Familia did his job, getting ground balls from Royals hitters, but a
slow roller was muffed by second baseman Daniel Murphy for an error
that led to a 5-3 defeat.
New York led 2-0 heading into the ninth on Sunday, but instead of
calling on Familia to close it out, he allowed starter Matt Harvey
to talk him into finishing it by himself.
After a walk and a ringing double by Hosmer made it 2-1, Collins
summoned Familia, who got two more grounders but the second one
scored Hosmer on a wide throw by first baseman Lucas Duda to home
plate.
Collins said the game-plan had been to give the ball to Familia for
the ninth.
"'I want this game. I want it bad. You've got to leave me in,'"
Collins said Harvey told him in the dugout.
"Obviously I let my heart get in the way of my gut," admitted
Collins. "I love my players.
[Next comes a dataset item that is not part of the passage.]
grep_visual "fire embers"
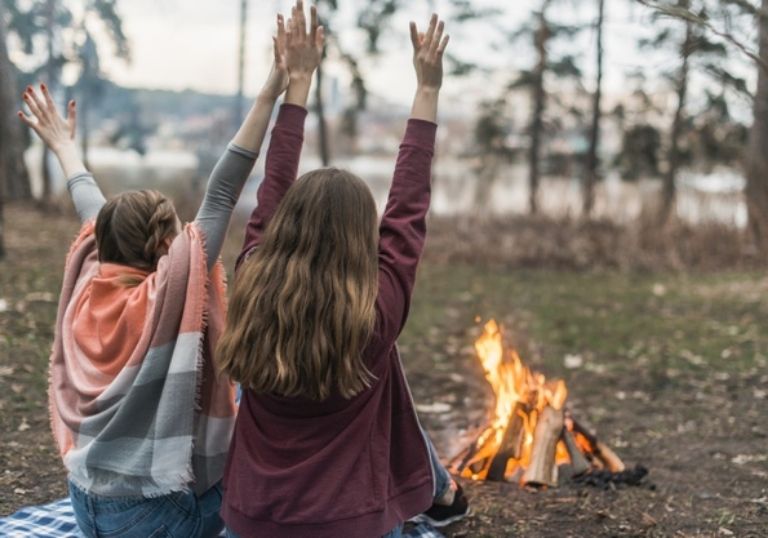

And I trust them."
Hosmer said the Royals' approach to building rallies made for Kansas
City's happy ending.
"We believe in each other. You believe in the guy next to you and
you realize you don't have to do it all by yourself," Hosmer said.
"If you just do your part, we have a good chance at coming back,
we've got a good chance at winning ballgames.
"That's something we've all believed in, something we all bought in
since day one and that's why we're world champions."